Он увидел простых людей из окрестных селений с мечами и топорами, выстроившихся позади кавалерии. Но он нигде не увидел ни графа Брасса, ни фон Виллаха, ни философа Боженталя. Жители Камарга отправлялись на последнюю битву без командиров.
Он услышал их слабые боевые крики, тут же перекрытые криками и ревом атакующих, грохотом пушек и визгом огненных копий; до него донесся звон клинков и доспехов, скрежет металла. А потом герцог Кёльнский увидел, как черные орды остановились, перед ними поднялась стена огня. Как взмыли в небо алые фламинго, а их всадники нацелили на пощелкивавшие орнитоптеры огненные копья.
Хоукмуну до боли хотелось освободиться – ощутить в руке тяжесть меча, конскую спину под седлом. Вести за собой людей Камарга, которые, даже лишившись командира, все равно сопротивлялись Темной Империи, пусть даже их войско вместе с ополчением составляло лишь малую толику от армии врага. Он извивался в цепях и сыпал проклятиями от ярости и бессилия.
Наступил вечер, а битва продолжалась. Хоукмун видел, как старинная черная башня вспыхнула миллионом огней, вылетевших из пушек Темной Империи, как она вздулась, накренилась и упала, внезапно обратившись в гору камней. Слышал ликование черной орды.

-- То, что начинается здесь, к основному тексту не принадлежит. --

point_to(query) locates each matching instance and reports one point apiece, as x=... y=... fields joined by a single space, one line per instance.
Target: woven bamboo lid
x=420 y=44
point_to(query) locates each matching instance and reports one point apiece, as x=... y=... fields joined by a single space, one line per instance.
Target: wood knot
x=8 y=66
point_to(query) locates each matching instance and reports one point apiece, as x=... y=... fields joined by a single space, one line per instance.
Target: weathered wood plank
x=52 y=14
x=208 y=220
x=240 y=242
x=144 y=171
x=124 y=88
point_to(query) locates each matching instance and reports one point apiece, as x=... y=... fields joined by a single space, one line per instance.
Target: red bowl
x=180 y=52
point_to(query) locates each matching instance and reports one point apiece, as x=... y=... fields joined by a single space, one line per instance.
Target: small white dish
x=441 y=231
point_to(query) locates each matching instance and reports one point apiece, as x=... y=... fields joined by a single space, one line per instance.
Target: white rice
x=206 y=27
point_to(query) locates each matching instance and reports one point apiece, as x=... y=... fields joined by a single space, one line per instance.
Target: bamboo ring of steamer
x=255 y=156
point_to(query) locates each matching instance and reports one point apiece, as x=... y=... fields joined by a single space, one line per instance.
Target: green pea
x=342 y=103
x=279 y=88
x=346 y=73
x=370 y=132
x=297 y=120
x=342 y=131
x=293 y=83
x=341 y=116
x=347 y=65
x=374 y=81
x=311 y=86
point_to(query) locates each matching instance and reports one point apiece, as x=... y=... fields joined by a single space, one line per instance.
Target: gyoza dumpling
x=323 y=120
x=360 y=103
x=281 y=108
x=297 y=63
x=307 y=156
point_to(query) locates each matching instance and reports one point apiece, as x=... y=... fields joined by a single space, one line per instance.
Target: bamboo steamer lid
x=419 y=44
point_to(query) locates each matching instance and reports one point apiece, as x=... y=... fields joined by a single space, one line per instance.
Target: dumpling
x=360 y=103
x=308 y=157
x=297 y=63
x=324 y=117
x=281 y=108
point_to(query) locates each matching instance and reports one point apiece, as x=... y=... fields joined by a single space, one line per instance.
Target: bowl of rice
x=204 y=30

Наступила ночь, а битва продолжалась. Жар от нее достигал повозки, заставляя пленников обливаться потом. Вокруг них сидели, болтая и смеясь, часовые-Болки, уверенные в победе. Их командир ускакал в самую гущу сражения, чтобы лучше видеть, как продвигаются войска, а солдаты достали мех с вином, в который были вставлены длинные соломинки, чтобы можно было пить, не снимая масок. Ночные часы шли, смех и разговоры понемногу стихали, и в конце концов, как ни странно, часовые заснули.
– Бдительные Волки не должны вот так спать, – заметил Оладан. – Они, наверное, нисколько не сомневаются в победе.
Хоукмун вздохнул.
– Да, но нам-то какая польза? Эти проклятые цепи заклепаны намертво, надежды бежать никакой.
– Что такое? – Голос принадлежал Д’Аверку. – Хоукмун растерял весь свой оптимизм? Не могу поверить!
– Ступай прочь, Д’Аверк, – бросил Хоукмун, когда француз вышел из темноты и остановился у повозки. – Возвращайся лизать сапоги своему господину.
– Я тут принес кое-что, – протянул Д’Аверк притворно обиженным тоном. – Хотел узнать, не пригодится ли тебе. – Он покачал на руке что-то громоздкое. – В конце концов, это мое лекарство усыпило часовых.
– Что это?
– Редкая штуковина, нашел ее на поле боя. Наверное, принадлежала кому-то из командиров, в наше время таких уже не сыщешь. Это разновидность огненного копья, но очень маленькая, можно держать одной рукой.
– Я слышал о таких, – кивнул Хоукмун. – Но мне-то от него какая польза? Я, как видишь, в цепях.
– Ага, я заметил. Но если ты согласишься рискнуть, возможно, мне удастся тебя освободить.
– Что, Д’Аверк, это новая ловушка, которую вы подготовили вместе с Мелиадусом?
– Хоукмун, я оскорблен. Откуда такое подозрение?
– Оттуда, что ты передал нас в руки Мелиадуса. Должно быть, ты подготовил ловушку заранее, когда говорил с теми Волками в карпатской деревне. Ты отправил их на поиски своего хозяина и договорился заманить нас в лагерь, чтобы нас было проще схватить.
– Что ж, звучит правдоподобно, – согласился Д’Аверк. – Хотя можно посмотреть и с другой стороны: те солдаты узнали меня и проследили за нами. В лагере я услышал, что Мелиадус отправил на твои поиски отряд, и решил сказать ему, что заманил тебя в ловушку, чтобы хоть кто-то из нас остался на свободе. – Д’Аверк помолчал. – Ну, как звучит?